Fonte: https://pt.scribd.com/presentation/661115180/LEI-N%C2%BA-10639.
Acesso em 04/05/2025.

Legislação brasileira: adequações para reparação histórica

Promulgada em 1988, a Constituição atual brasileira é denominada de Constituição Cidadã, por abarcar em seus artigos o fortalecimento da efetivação dos direitos fundamentais aos cidadãos brasileiros, sejam eles civis, políticos e sociais: saúde, educação, assistência social, etc. Diante dessa característica e das reinvindicações dos movimentos negros quanto a reparação histórica aos descendentes de povos africanos, no ano de 2003 foi sancionada a Lei de nº 10.639, oriunda do Projeto de Lei apresentado pelos então deputados federais Ben-Hur Ferreira e Esther Grossi, e que alterou artigo 26 A da Lei de Diretrizes e Bases da Educação Brasileira (LDB), determinando a implementação de uma educação antirracista e de valorização dos negros e dos povos originários do Brasil, a partir da obrigatoriedade do ensino de História e Cultura afro-brasileira para estudantes da educação básica.

            Cinco anos depois, após reinvindicação de representantes dos povos originários, surge a Lei 11.645/2008, que amplia a obrigatoriedade do ensino na educação básica, também sobre a história e a cultura indígena.

            Identifica-se, portanto, que todo este processo de se garantir a obrigatoriedade do ensino sobre os povos originários e africanos, tende a promover um resgate de parte da história brasileira que sofreu, de fato, um apagamento que foi pautado na falácia de que, no Brasil o que prevalecia era a denominada “democracia racial”. Falácia essa que consolidou estereótipos sobre os povos indígenas a consolidação do racismo estrutural (ALMEIDA, 2020).

            Do ponto de vista educacional, retomo a opinião da Profa. Lara Santos Rocha, em entrevista ao CENPEC (Centro de Estudos e Pesquisa em Educação, Cultura e Ação Comunitária):

Quando você torna o ensino de história e culturas africanas e afro-brasileiras obrigatório nos currículos escolares da educação básica nacional, você dá respaldo para que os professores e gestores tratem dessa questão na sala de aula. Não é mais uma questão opcional, mas sim uma obrigatoriedade trabalhar a questão do racismo na educação – em um país extremamente racista (CENPEC, 2023).

Representação de cultura afro e indígena.
Fonte: https://pt.quizur.com/trivia/cultura-indigena-e-africana-VEQw.
Acesso em 04/05/2025.

Será mesmo necessário fomentar a formação docente na EDH?

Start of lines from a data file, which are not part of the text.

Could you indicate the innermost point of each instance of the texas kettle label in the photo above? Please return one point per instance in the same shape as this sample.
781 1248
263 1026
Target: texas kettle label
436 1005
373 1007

No que se refere à formação docente sobre as relações étnico raciais, localizamos o artigo de Gomes e Santos (2021), que revelam percentuais importantes no que tange à educação étnico racial***. Segundo os autores:

74,1% dos professores participantes da pesquisa, declararam não ter recebido […] formação [para as questões étnico raciais] durante a graduação, enquanto que um número menos expressivo (25,9%) declarou ter sido contemplado com algum tipo de ensino para as relações étnico raciais.

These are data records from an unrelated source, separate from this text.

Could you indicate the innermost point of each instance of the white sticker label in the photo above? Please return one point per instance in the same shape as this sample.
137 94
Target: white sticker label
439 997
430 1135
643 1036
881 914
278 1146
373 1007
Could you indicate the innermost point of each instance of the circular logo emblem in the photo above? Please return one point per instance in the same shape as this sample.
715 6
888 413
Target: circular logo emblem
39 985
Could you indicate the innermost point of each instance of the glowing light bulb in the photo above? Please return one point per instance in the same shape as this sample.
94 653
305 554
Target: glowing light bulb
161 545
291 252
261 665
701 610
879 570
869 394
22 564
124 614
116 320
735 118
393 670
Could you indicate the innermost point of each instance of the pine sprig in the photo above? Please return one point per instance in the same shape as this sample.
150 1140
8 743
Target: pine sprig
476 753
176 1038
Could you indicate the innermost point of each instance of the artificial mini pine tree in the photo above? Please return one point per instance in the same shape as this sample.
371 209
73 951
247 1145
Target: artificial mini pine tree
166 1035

No que se refere à formação continuada dos docentes, os autores descreveram que;

[…] os profissionais foram indagados se, no período de atuação no magistério, receberam algum tipo de formação voltada para a educação das relações étnico-raciais. A maioria dos docentes pesquisados (81,5%) declarou que não recebe formação para tal temática, enquanto que uma pequena minoria (apenas 18,5%) afirmou ter recebido algum tipo de formação para a educação das relações étnico-raciais durante o período em que atuam no magistério.

Identifica-se, assim que os dados apresentados por Gomes e Santos (2021), corroboram a percepção de que ainda temos muito que investir em formação docente, inicial e continuada, sobre diversidade cultural brasileira. Assim, se realmente desejamos que as Leis 10.639/2003 e 11.645/2008, passem a ser desenvolvidas nas escolas brasileiras, de maneira satisfatória, se faz necessário oferecer essas formações com qualidade e com foco não só na educação étnico-racial, mas também na Educação em Direitos Humanos.

Como ensinar na sala de aula, o que não se aprende na faculdade? Eis um grande paradoxo!

Importância de uma formação docente de qualidade.
Fonte: https://www.tecnicageracao.com.br/blog/um-curso-tecnico-pode-reduzir-a-duracao-da-faculdade/. Acesso em 04/05/2025.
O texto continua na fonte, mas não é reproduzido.